Q. Can you replicate both to and from non-PostgreSQL databases (such as MS SQL Server, etc.)?
A. It’s not currently supported but planned for a future release expected to be supported sometime mid/end of 2020.
Q. Is there a capability to transform the data?
A. Currently, EPRS does not provide an explicit interface/API to facilitate data transformation. There is a future enhancement in the pipeline to let the user apply the transformation before the data gets applied to a target consumer.
Q. How conflicts are handled in a master-master setup?
How sequences are managed, do they exist one for the cluster or each node?
A. In the initial version, there is a basic level of conflict detection/handling support that is limited to INSERT-INSERT conflict mode for a given source and target database. By default, CDC application on the specific consumer is stopped, the user can, however, choose to SKIP or RETRY (till the conflicting row is removed from the consumer). The UPDATE-UPDATE conflict handling is currently not supported. The Sequence replication is not supported, the user is required to ensure that a node-specific Sequence is defined with a non-conflicting range.
Q. It was mentioned that the product works on Oracle DB and SQL Server, does it work on Progress DB?
A. The EPRS7 currently supports replication to/from PostgreSQL/EDB Postgres Advanced Server. The replication support for Oracle and MS SQL Server will be provided in a future release.
Q. Is there any recommended way to transform or denormalize data on the replicated consumer?
A. Transformation will be supported in the future.
Q. Do I understand that DDL currently can not be replicated?
A. Correct, the DDL (schema) needs to be manually applied to each of the target database.
Q. Can you touch a little bit on if EPRS supports both asyncronous and syncronous replication?
A. EPRS only supports asynchronous replication, the synchronous replication is supported via PG physical streaming replication.
Q. Can ERPS be on the same server(s) as Postgres?
A. EPRS can either be collocated with the database server on the same host or deployed on a separate host.
Q. Is the client a single point of failure?

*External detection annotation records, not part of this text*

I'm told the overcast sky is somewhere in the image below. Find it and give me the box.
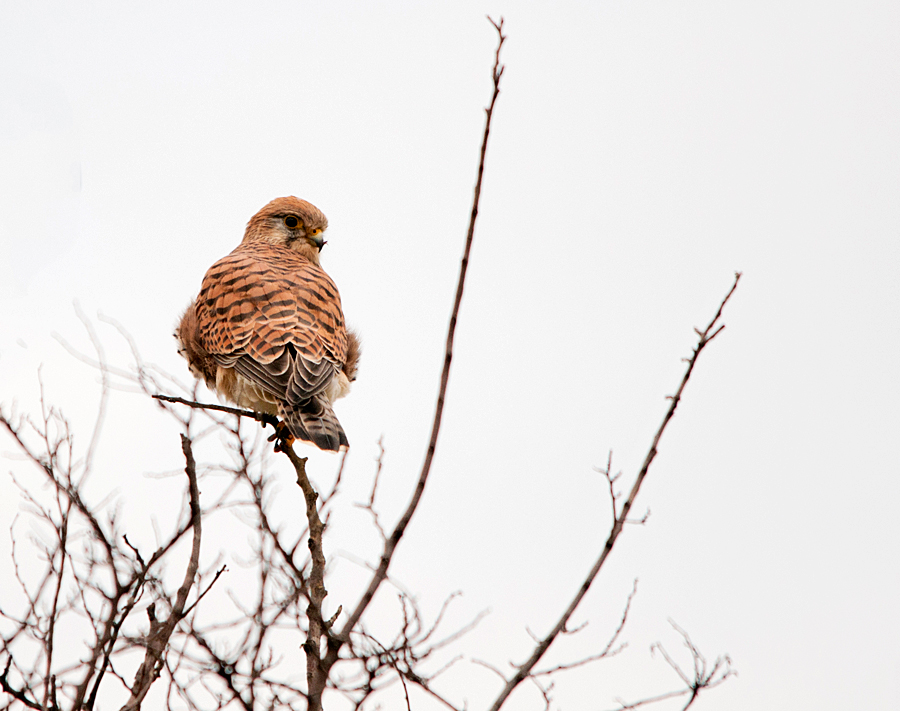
[0,0,900,711]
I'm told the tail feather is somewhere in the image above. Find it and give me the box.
[279,396,350,452]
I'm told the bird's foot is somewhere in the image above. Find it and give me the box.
[269,421,297,452]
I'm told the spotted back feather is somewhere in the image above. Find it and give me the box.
[197,242,347,367]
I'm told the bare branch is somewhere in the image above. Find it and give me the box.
[324,13,506,670]
[491,272,741,711]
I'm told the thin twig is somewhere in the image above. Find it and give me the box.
[491,272,741,711]
[323,17,506,670]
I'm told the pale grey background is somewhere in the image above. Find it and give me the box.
[0,0,900,711]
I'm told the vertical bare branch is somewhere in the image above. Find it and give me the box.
[491,272,741,711]
[122,435,202,711]
[324,17,506,669]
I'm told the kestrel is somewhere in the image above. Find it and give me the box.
[175,197,359,451]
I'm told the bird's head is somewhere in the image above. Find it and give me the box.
[244,196,328,264]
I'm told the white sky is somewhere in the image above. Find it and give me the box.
[0,0,900,711]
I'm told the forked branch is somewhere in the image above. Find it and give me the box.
[323,13,506,670]
[491,272,741,711]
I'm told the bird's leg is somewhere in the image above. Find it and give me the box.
[269,420,297,452]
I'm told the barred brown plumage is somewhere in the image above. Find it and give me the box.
[175,197,359,451]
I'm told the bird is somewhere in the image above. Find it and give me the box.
[175,196,360,451]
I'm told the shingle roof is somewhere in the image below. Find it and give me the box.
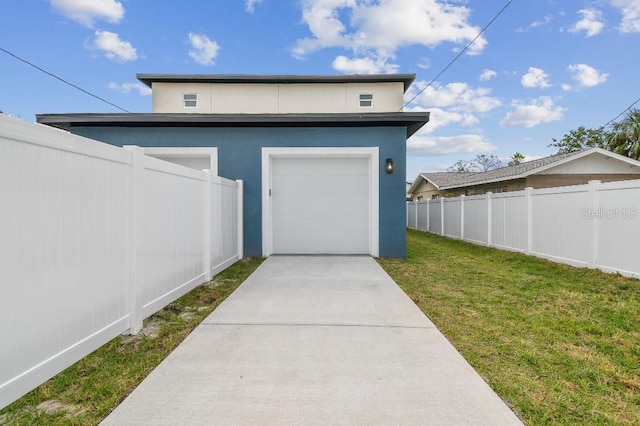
[420,172,478,188]
[447,151,583,188]
[412,148,640,189]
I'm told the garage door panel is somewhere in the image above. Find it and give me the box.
[273,157,369,176]
[279,231,369,254]
[273,212,369,233]
[271,157,371,254]
[272,175,369,196]
[273,194,369,217]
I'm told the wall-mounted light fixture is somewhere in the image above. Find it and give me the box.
[384,158,393,173]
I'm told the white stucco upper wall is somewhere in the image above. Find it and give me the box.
[152,82,404,114]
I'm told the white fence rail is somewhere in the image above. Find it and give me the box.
[407,180,640,278]
[0,116,242,408]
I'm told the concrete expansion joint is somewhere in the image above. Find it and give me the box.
[201,322,436,330]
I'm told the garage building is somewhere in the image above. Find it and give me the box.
[37,74,429,258]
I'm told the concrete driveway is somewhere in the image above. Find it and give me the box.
[103,256,522,425]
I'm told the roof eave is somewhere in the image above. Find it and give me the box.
[136,73,416,92]
[36,112,429,138]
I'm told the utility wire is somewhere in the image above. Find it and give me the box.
[601,98,640,129]
[398,0,513,112]
[0,47,131,112]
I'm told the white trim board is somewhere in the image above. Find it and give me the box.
[262,147,380,257]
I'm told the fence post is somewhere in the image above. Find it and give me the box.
[588,180,601,269]
[460,194,465,240]
[426,199,431,232]
[524,186,533,254]
[487,191,493,247]
[123,145,144,334]
[404,201,409,228]
[440,197,444,235]
[202,170,211,282]
[236,179,244,260]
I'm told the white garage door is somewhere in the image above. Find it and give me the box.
[271,157,371,254]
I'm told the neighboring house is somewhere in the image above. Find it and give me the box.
[409,148,640,201]
[37,74,429,257]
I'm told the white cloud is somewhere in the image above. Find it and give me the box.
[407,134,496,157]
[500,96,565,127]
[406,81,502,113]
[292,0,487,64]
[520,67,551,89]
[49,0,124,27]
[405,108,480,134]
[569,9,604,37]
[567,64,609,87]
[109,81,151,96]
[189,33,220,65]
[516,14,553,33]
[245,0,262,13]
[92,31,138,62]
[609,0,640,33]
[480,69,498,81]
[331,55,398,74]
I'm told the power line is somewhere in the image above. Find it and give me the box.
[398,0,513,112]
[0,47,130,112]
[601,98,640,129]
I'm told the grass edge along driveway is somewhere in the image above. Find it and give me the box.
[379,230,640,425]
[0,258,263,425]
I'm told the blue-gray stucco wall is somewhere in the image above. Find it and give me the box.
[71,126,406,258]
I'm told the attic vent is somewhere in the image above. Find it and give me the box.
[182,93,198,108]
[360,93,373,108]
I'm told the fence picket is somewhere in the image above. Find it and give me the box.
[409,180,640,278]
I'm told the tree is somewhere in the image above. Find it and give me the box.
[447,154,502,173]
[549,126,609,154]
[509,152,524,166]
[473,154,502,172]
[447,160,471,173]
[607,108,640,160]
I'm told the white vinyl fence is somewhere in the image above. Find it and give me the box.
[407,180,640,278]
[0,115,242,408]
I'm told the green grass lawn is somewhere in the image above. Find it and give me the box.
[380,231,640,425]
[0,259,262,425]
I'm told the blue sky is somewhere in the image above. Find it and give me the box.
[0,0,640,181]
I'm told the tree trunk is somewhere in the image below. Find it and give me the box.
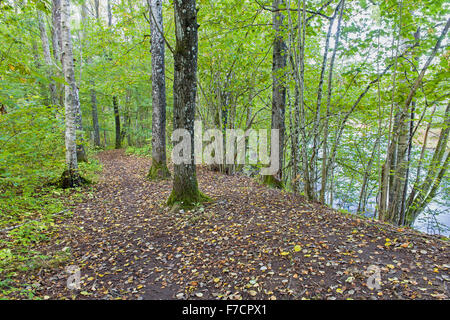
[319,0,345,203]
[113,96,122,149]
[167,0,205,207]
[37,10,58,105]
[264,0,287,188]
[61,0,81,187]
[148,0,170,179]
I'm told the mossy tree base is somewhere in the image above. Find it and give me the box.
[261,176,284,189]
[167,190,212,209]
[147,159,170,180]
[59,170,89,189]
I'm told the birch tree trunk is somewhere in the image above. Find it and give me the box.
[319,0,345,203]
[81,1,100,147]
[264,0,287,188]
[61,0,81,188]
[380,19,450,223]
[148,0,170,179]
[37,10,58,105]
[167,0,206,207]
[113,96,122,149]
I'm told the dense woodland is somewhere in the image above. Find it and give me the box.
[0,0,450,298]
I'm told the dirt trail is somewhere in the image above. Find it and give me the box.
[24,150,450,299]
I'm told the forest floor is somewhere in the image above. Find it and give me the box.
[7,150,450,300]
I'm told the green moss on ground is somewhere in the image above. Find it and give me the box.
[167,190,213,210]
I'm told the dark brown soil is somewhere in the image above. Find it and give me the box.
[14,150,450,299]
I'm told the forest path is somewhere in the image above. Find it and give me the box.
[26,150,450,299]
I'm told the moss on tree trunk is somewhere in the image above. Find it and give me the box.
[147,159,170,180]
[59,169,89,189]
[167,174,212,209]
[261,175,284,189]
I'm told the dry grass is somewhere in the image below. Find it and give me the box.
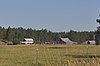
[0,45,100,66]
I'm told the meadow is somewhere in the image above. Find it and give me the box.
[0,44,100,66]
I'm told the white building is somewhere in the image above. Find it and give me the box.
[61,38,77,44]
[20,38,34,44]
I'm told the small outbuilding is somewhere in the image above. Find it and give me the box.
[20,38,34,44]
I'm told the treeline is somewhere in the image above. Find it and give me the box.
[0,27,94,44]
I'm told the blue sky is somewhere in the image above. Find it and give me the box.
[0,0,100,32]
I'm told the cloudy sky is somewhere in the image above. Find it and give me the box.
[0,0,100,32]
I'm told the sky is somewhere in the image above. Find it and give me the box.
[0,0,100,32]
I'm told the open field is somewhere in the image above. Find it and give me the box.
[0,45,100,66]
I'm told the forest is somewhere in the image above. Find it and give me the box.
[0,26,95,44]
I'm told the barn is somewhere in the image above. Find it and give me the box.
[61,38,77,44]
[20,38,34,44]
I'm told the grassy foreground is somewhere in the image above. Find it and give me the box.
[0,45,100,66]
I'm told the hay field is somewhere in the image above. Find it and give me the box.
[0,45,100,66]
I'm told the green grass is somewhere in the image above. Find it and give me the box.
[0,45,100,66]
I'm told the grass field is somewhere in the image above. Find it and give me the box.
[0,45,100,66]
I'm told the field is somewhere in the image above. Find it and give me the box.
[0,45,100,66]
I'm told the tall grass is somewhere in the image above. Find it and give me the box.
[0,45,100,66]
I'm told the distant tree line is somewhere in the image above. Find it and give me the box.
[0,27,95,44]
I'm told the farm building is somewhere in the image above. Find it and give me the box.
[86,40,96,44]
[20,38,34,44]
[61,38,77,44]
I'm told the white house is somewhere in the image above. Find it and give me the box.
[86,40,96,44]
[61,38,77,44]
[20,38,34,44]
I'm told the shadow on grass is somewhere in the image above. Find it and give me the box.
[65,54,100,58]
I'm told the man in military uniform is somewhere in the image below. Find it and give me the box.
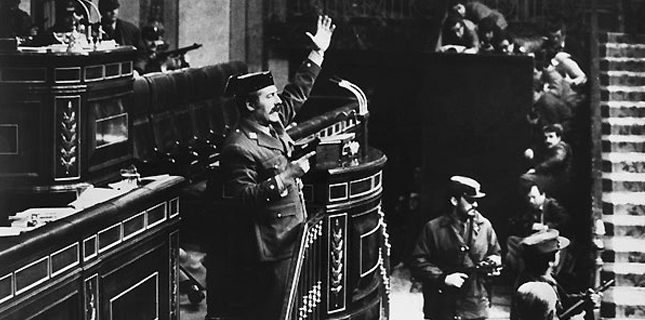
[411,176,502,320]
[99,0,144,50]
[220,16,335,319]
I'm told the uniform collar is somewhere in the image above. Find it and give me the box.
[240,119,284,150]
[441,211,484,227]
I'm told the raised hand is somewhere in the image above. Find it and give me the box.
[306,15,336,53]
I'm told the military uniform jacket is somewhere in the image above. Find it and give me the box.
[411,213,500,320]
[220,60,320,261]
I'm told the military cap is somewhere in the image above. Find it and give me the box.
[450,176,486,199]
[99,0,121,12]
[224,71,274,97]
[522,229,571,253]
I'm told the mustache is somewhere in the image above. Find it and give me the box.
[269,103,282,113]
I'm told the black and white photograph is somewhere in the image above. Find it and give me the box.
[0,0,645,320]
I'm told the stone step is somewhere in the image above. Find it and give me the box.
[602,192,645,216]
[602,172,645,192]
[601,135,645,152]
[601,236,645,263]
[600,70,645,86]
[601,152,645,173]
[598,32,645,43]
[602,215,645,238]
[600,57,645,72]
[598,42,645,58]
[600,287,645,319]
[601,263,645,288]
[601,118,645,136]
[600,86,645,101]
[600,101,645,118]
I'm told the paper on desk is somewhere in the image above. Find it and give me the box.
[9,207,78,231]
[69,187,130,210]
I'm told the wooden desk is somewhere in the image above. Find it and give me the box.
[0,176,184,320]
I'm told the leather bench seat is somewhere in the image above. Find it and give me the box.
[130,61,247,181]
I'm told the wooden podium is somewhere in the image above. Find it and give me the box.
[0,176,184,320]
[0,46,136,204]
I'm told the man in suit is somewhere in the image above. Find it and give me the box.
[220,16,335,319]
[0,0,34,38]
[99,0,144,50]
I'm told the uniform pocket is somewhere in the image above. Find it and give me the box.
[260,154,287,179]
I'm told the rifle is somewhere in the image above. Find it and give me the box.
[558,279,616,320]
[456,261,504,276]
[155,43,202,61]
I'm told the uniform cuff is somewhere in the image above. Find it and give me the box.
[274,175,288,198]
[307,50,325,67]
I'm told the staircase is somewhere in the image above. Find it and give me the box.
[599,33,645,319]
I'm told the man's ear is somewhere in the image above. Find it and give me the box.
[450,197,459,207]
[244,99,255,112]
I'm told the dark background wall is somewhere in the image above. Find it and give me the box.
[291,51,533,260]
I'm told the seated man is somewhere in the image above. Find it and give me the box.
[511,229,602,320]
[439,14,480,53]
[506,175,571,272]
[524,123,573,202]
[0,0,35,38]
[134,23,189,74]
[511,282,558,320]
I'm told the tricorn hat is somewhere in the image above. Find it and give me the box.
[522,229,571,253]
[224,71,274,97]
[450,176,486,199]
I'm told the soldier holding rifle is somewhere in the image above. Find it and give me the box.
[220,16,336,319]
[411,176,501,320]
[510,229,613,320]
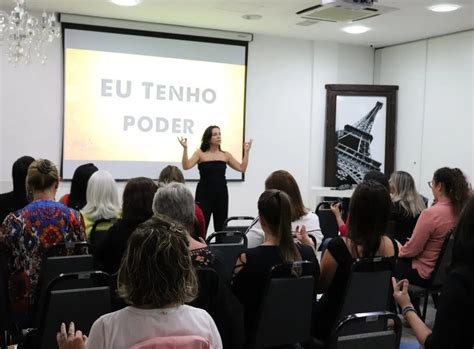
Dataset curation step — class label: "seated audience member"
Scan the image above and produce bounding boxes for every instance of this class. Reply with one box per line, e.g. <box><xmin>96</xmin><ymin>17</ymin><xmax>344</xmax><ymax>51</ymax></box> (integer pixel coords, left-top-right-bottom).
<box><xmin>331</xmin><ymin>171</ymin><xmax>390</xmax><ymax>236</ymax></box>
<box><xmin>94</xmin><ymin>177</ymin><xmax>158</xmax><ymax>274</ymax></box>
<box><xmin>0</xmin><ymin>156</ymin><xmax>35</xmax><ymax>225</ymax></box>
<box><xmin>393</xmin><ymin>196</ymin><xmax>474</xmax><ymax>349</ymax></box>
<box><xmin>158</xmin><ymin>165</ymin><xmax>207</xmax><ymax>240</ymax></box>
<box><xmin>81</xmin><ymin>170</ymin><xmax>120</xmax><ymax>239</ymax></box>
<box><xmin>153</xmin><ymin>182</ymin><xmax>244</xmax><ymax>348</ymax></box>
<box><xmin>153</xmin><ymin>182</ymin><xmax>215</xmax><ymax>268</ymax></box>
<box><xmin>247</xmin><ymin>170</ymin><xmax>323</xmax><ymax>248</ymax></box>
<box><xmin>232</xmin><ymin>189</ymin><xmax>319</xmax><ymax>340</ymax></box>
<box><xmin>315</xmin><ymin>180</ymin><xmax>398</xmax><ymax>340</ymax></box>
<box><xmin>0</xmin><ymin>160</ymin><xmax>85</xmax><ymax>325</ymax></box>
<box><xmin>57</xmin><ymin>216</ymin><xmax>222</xmax><ymax>349</ymax></box>
<box><xmin>390</xmin><ymin>171</ymin><xmax>426</xmax><ymax>245</ymax></box>
<box><xmin>59</xmin><ymin>163</ymin><xmax>99</xmax><ymax>211</ymax></box>
<box><xmin>395</xmin><ymin>167</ymin><xmax>469</xmax><ymax>288</ymax></box>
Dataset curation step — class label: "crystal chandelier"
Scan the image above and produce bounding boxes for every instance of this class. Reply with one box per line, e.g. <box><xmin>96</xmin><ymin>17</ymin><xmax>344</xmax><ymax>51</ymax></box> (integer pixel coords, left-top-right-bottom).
<box><xmin>0</xmin><ymin>0</ymin><xmax>61</xmax><ymax>65</ymax></box>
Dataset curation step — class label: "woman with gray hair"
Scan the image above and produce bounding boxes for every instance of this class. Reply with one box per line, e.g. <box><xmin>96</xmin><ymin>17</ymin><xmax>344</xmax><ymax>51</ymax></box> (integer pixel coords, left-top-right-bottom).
<box><xmin>153</xmin><ymin>182</ymin><xmax>215</xmax><ymax>268</ymax></box>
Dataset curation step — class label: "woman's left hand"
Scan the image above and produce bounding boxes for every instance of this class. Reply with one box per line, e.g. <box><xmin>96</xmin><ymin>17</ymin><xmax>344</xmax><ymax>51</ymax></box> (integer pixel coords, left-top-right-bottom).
<box><xmin>56</xmin><ymin>322</ymin><xmax>87</xmax><ymax>349</ymax></box>
<box><xmin>244</xmin><ymin>139</ymin><xmax>253</xmax><ymax>151</ymax></box>
<box><xmin>296</xmin><ymin>225</ymin><xmax>316</xmax><ymax>248</ymax></box>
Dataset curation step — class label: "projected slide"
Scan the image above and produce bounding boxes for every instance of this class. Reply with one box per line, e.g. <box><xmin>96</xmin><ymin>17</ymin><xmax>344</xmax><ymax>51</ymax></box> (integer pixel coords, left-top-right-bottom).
<box><xmin>63</xmin><ymin>29</ymin><xmax>246</xmax><ymax>179</ymax></box>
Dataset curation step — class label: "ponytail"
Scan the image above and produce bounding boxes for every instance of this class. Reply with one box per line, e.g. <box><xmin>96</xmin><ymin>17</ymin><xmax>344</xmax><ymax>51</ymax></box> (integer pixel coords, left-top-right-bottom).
<box><xmin>433</xmin><ymin>167</ymin><xmax>469</xmax><ymax>217</ymax></box>
<box><xmin>258</xmin><ymin>189</ymin><xmax>301</xmax><ymax>262</ymax></box>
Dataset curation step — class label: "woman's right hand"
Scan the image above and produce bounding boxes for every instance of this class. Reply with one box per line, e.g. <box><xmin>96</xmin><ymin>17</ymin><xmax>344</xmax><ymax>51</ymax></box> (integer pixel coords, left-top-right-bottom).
<box><xmin>329</xmin><ymin>202</ymin><xmax>341</xmax><ymax>217</ymax></box>
<box><xmin>178</xmin><ymin>137</ymin><xmax>188</xmax><ymax>148</ymax></box>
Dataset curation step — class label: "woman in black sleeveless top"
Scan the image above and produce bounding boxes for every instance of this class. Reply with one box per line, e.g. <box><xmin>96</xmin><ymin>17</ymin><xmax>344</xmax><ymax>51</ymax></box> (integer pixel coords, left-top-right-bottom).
<box><xmin>178</xmin><ymin>126</ymin><xmax>252</xmax><ymax>231</ymax></box>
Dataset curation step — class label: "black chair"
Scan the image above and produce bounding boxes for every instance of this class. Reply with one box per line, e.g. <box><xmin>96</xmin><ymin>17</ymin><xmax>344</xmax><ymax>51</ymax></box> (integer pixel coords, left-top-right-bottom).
<box><xmin>329</xmin><ymin>311</ymin><xmax>402</xmax><ymax>349</ymax></box>
<box><xmin>222</xmin><ymin>216</ymin><xmax>255</xmax><ymax>233</ymax></box>
<box><xmin>206</xmin><ymin>231</ymin><xmax>247</xmax><ymax>282</ymax></box>
<box><xmin>33</xmin><ymin>255</ymin><xmax>94</xmax><ymax>327</ymax></box>
<box><xmin>338</xmin><ymin>257</ymin><xmax>395</xmax><ymax>334</ymax></box>
<box><xmin>37</xmin><ymin>271</ymin><xmax>112</xmax><ymax>349</ymax></box>
<box><xmin>89</xmin><ymin>218</ymin><xmax>117</xmax><ymax>249</ymax></box>
<box><xmin>408</xmin><ymin>232</ymin><xmax>454</xmax><ymax>321</ymax></box>
<box><xmin>249</xmin><ymin>261</ymin><xmax>315</xmax><ymax>349</ymax></box>
<box><xmin>316</xmin><ymin>201</ymin><xmax>339</xmax><ymax>239</ymax></box>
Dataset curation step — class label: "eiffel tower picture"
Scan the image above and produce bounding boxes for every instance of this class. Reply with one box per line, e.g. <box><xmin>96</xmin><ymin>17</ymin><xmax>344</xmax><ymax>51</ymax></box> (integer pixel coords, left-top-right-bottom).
<box><xmin>335</xmin><ymin>102</ymin><xmax>383</xmax><ymax>185</ymax></box>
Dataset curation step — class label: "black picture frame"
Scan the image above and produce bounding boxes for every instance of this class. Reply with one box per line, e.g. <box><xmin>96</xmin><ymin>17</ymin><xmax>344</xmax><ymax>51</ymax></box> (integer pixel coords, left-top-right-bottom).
<box><xmin>324</xmin><ymin>84</ymin><xmax>398</xmax><ymax>187</ymax></box>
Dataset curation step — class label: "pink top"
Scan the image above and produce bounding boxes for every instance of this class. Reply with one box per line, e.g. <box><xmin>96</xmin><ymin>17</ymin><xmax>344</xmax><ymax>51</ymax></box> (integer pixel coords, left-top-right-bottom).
<box><xmin>398</xmin><ymin>198</ymin><xmax>456</xmax><ymax>279</ymax></box>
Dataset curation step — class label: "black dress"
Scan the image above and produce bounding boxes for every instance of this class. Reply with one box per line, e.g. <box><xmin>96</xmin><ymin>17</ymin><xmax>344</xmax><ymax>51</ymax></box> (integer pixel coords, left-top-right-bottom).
<box><xmin>196</xmin><ymin>160</ymin><xmax>229</xmax><ymax>231</ymax></box>
<box><xmin>232</xmin><ymin>244</ymin><xmax>319</xmax><ymax>337</ymax></box>
<box><xmin>390</xmin><ymin>201</ymin><xmax>420</xmax><ymax>245</ymax></box>
<box><xmin>314</xmin><ymin>236</ymin><xmax>398</xmax><ymax>340</ymax></box>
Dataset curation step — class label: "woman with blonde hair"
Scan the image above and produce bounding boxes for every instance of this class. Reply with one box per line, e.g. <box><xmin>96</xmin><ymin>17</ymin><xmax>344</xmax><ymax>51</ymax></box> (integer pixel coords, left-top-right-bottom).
<box><xmin>247</xmin><ymin>170</ymin><xmax>323</xmax><ymax>247</ymax></box>
<box><xmin>0</xmin><ymin>159</ymin><xmax>85</xmax><ymax>326</ymax></box>
<box><xmin>81</xmin><ymin>170</ymin><xmax>120</xmax><ymax>238</ymax></box>
<box><xmin>389</xmin><ymin>171</ymin><xmax>426</xmax><ymax>244</ymax></box>
<box><xmin>57</xmin><ymin>216</ymin><xmax>222</xmax><ymax>349</ymax></box>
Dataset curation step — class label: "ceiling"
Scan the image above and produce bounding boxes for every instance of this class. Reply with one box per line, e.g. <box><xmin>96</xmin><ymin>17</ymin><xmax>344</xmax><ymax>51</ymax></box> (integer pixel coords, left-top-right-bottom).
<box><xmin>0</xmin><ymin>0</ymin><xmax>474</xmax><ymax>47</ymax></box>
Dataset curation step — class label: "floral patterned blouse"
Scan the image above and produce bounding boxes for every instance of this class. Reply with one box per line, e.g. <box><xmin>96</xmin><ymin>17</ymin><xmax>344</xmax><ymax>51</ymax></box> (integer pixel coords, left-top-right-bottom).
<box><xmin>0</xmin><ymin>200</ymin><xmax>85</xmax><ymax>312</ymax></box>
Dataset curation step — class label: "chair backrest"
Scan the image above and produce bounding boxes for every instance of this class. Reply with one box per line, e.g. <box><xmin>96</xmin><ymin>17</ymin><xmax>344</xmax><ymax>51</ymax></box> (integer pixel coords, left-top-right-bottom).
<box><xmin>250</xmin><ymin>262</ymin><xmax>315</xmax><ymax>348</ymax></box>
<box><xmin>431</xmin><ymin>231</ymin><xmax>454</xmax><ymax>287</ymax></box>
<box><xmin>338</xmin><ymin>257</ymin><xmax>395</xmax><ymax>326</ymax></box>
<box><xmin>35</xmin><ymin>255</ymin><xmax>94</xmax><ymax>327</ymax></box>
<box><xmin>222</xmin><ymin>216</ymin><xmax>255</xmax><ymax>233</ymax></box>
<box><xmin>130</xmin><ymin>336</ymin><xmax>210</xmax><ymax>349</ymax></box>
<box><xmin>89</xmin><ymin>218</ymin><xmax>117</xmax><ymax>248</ymax></box>
<box><xmin>206</xmin><ymin>230</ymin><xmax>248</xmax><ymax>248</ymax></box>
<box><xmin>316</xmin><ymin>201</ymin><xmax>339</xmax><ymax>238</ymax></box>
<box><xmin>329</xmin><ymin>311</ymin><xmax>402</xmax><ymax>349</ymax></box>
<box><xmin>39</xmin><ymin>271</ymin><xmax>112</xmax><ymax>349</ymax></box>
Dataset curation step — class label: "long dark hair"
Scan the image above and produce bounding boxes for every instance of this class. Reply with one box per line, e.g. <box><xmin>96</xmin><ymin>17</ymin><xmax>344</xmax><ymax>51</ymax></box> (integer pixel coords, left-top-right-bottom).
<box><xmin>258</xmin><ymin>189</ymin><xmax>301</xmax><ymax>262</ymax></box>
<box><xmin>349</xmin><ymin>180</ymin><xmax>391</xmax><ymax>258</ymax></box>
<box><xmin>122</xmin><ymin>177</ymin><xmax>158</xmax><ymax>223</ymax></box>
<box><xmin>200</xmin><ymin>125</ymin><xmax>221</xmax><ymax>151</ymax></box>
<box><xmin>265</xmin><ymin>170</ymin><xmax>308</xmax><ymax>222</ymax></box>
<box><xmin>451</xmin><ymin>195</ymin><xmax>474</xmax><ymax>268</ymax></box>
<box><xmin>67</xmin><ymin>163</ymin><xmax>99</xmax><ymax>210</ymax></box>
<box><xmin>433</xmin><ymin>167</ymin><xmax>469</xmax><ymax>216</ymax></box>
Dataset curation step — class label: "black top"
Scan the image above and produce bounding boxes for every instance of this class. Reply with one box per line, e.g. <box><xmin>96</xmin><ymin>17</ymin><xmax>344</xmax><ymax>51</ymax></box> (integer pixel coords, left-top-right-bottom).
<box><xmin>315</xmin><ymin>236</ymin><xmax>398</xmax><ymax>340</ymax></box>
<box><xmin>93</xmin><ymin>219</ymin><xmax>142</xmax><ymax>274</ymax></box>
<box><xmin>232</xmin><ymin>244</ymin><xmax>319</xmax><ymax>333</ymax></box>
<box><xmin>0</xmin><ymin>191</ymin><xmax>28</xmax><ymax>226</ymax></box>
<box><xmin>198</xmin><ymin>160</ymin><xmax>227</xmax><ymax>183</ymax></box>
<box><xmin>390</xmin><ymin>201</ymin><xmax>420</xmax><ymax>245</ymax></box>
<box><xmin>425</xmin><ymin>267</ymin><xmax>474</xmax><ymax>349</ymax></box>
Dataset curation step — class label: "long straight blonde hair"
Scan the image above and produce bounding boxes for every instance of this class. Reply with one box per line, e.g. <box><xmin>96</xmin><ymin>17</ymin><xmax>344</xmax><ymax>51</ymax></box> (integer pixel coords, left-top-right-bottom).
<box><xmin>390</xmin><ymin>171</ymin><xmax>426</xmax><ymax>217</ymax></box>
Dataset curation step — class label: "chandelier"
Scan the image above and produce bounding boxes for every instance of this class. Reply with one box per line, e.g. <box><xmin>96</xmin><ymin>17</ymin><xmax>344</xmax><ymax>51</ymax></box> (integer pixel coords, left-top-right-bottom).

A. I’m not sure if I got it correctly, if you are referring to the Rep CLI client then that is not essentially a single point of failure, one can run Rep CLI from any system and connect with any of the EPRS servers. By default, it connects with the EPRS server running on the local system.
Q. How do you repair a table that has been found inconsistent?
A. Re-publish the table by removing and adding it in the given Publication (once it’s added again, a Snapshot is performed for the specific table to seed with the same set of data as available on the source Publication database table).
Q. Does this support LOB data types and how replication of complex data structures does affect overall performance?
A. Yes, LOB (bytea) is supported with a restriction on the size of data currently limited to 150MB max row size. There might be a slight impact on the replication latency.